Emma: What I like most about Eponine is how relatable she is as a character. What musical theater nerd HASN’T spent at least a small portion of their angst-ridden teenage years blasting “On My Own” and crying in a closet? Everybody has been in a situation where they love someone who is either oblivious or doesn’t love them back. It’s a painful, visceral kind of feeling and it’s nice to have a character that gives an outlet to those feelings for people.
Sean: I like the struggle that Marius has of choosing between the fight and his love, and the solace he feels when he is the only one left. I hate that I end up with no friends (kidding, but it would be nice to have let one of them live).
Cara: Oh, Cosette….Well as Les Misérables fans of any degree know, Cosette has somewhat of a undeserved bad rep. Cosette is a wonderful, wonderful person. She just genuinely cares about the people around her no matter who they are or what they’ve done. She puts her love of others above all else, she carries this ineffable joy, and people are drawn to her like a magnet. Fantine, Valjean, and Marius are simply driven by their unconditional love for her. She overcomes the depths of adversity in flying colors and grows to be a truly incredible young woman. I would be lucky to one day be half the person she is! In the book, Victor Hugo writes about Cosette, “It shall be remembered that she was more of a lark than a dove. There was a foundation of wildness and bravery in her.”
What makes the Reston Community Players’ Les Misérables a must-see for audiences?
Emma: This experience feels different from other shows because it is so well cast. In the first rehearsals I was completely blown away by how everybody was so perfect for their character that it felt completely impossible for me to accept that anyone else had ever played the roles, as if I dreamed up this cast in my head for years and then got lucky enough to find out they were REAL. People should come see the show because every person on this planet should see Les Misèrables at least once. And for the people who have already experienced the magic — I can promise you that you’ve never seen a cast with as much heart as this one!
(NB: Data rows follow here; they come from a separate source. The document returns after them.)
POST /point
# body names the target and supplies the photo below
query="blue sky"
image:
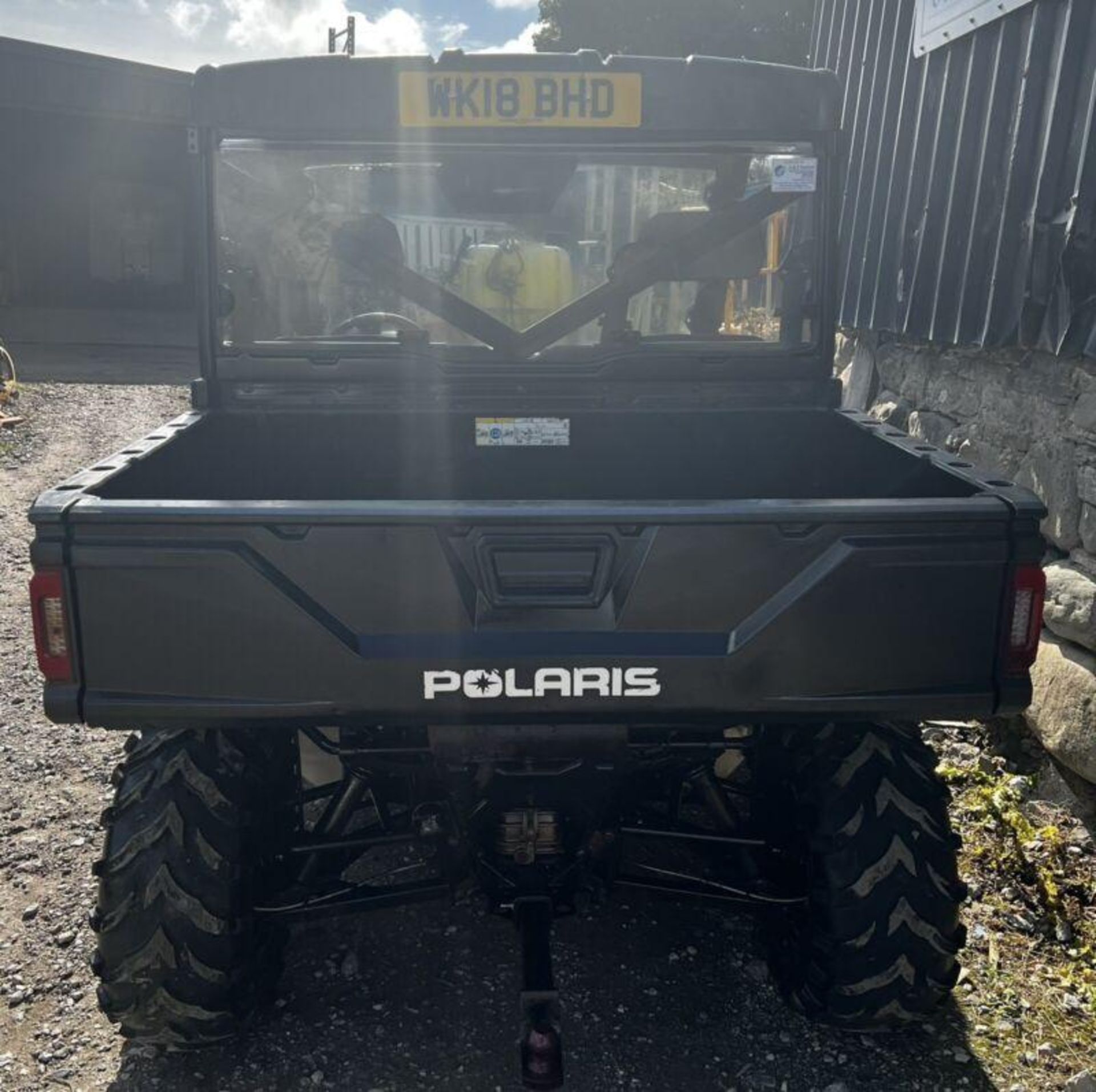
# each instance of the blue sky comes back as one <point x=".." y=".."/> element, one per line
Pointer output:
<point x="188" y="33"/>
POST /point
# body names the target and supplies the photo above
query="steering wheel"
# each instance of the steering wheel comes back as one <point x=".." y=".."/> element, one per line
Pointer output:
<point x="376" y="323"/>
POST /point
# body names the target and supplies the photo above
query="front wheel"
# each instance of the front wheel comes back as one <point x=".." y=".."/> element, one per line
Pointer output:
<point x="191" y="840"/>
<point x="876" y="945"/>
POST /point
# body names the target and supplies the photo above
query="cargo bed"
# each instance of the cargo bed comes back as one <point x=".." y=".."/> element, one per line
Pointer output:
<point x="776" y="564"/>
<point x="800" y="454"/>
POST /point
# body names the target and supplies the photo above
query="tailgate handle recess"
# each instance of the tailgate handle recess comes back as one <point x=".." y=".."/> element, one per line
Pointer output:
<point x="545" y="570"/>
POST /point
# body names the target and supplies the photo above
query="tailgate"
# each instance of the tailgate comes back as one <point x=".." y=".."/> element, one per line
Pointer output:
<point x="498" y="613"/>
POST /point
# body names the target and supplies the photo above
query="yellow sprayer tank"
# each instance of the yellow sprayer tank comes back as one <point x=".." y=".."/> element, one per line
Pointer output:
<point x="518" y="282"/>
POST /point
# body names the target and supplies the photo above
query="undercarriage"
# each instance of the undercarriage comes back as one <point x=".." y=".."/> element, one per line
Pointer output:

Cara: This show is the greatest musical of all time, and with every minute you spend in rehearsal you just know you’re a part of something so special. I often have to pinch myself when I remember that I’m actually in it! But additionally, this company is just so unbelievably special. It is a rare privilege to be part of such a group—caring , devoted, and, not to mention, supremely talented. From top to bottom, every member is beyond dedicated, immensely welcoming and full of wonderful ideas. This process has been so enriching on so many fronts, and I couldn’t ask for a better collection of people to share the experience of being able to be a part of this breathtaking story. I am forever grateful to each and every one of these people for not only the experience, but the opportunity. Reston Community Players’ Les Misérables is a spectacular retelling of the greatest story on Earth. Why wouldn’t you come see it?
Emma, Sean, and Cara appear in the Reston Player’s new production of Les Misérables from January 17-February 9, 2014 at CenterStage at the Reston Community Center – 2310 Colts Neck Road, in Reston, VA.
Performances are January 17th, 18th, 24th, 25th, 26th, 30th, and 31st, and February 1st, 6th, 7th, 8th, and 9th at 8 PM. There are 2 PM matinees on January 26th and February 9th, and on February1st and 8th there are both 2:00 p.m. and 8:00 p.m performances.. For tickets, call the box office at (703) 476-4500 x3, or purchase them online.
CenterStage is handicap accessible and offers listening devices for the hearing impaired.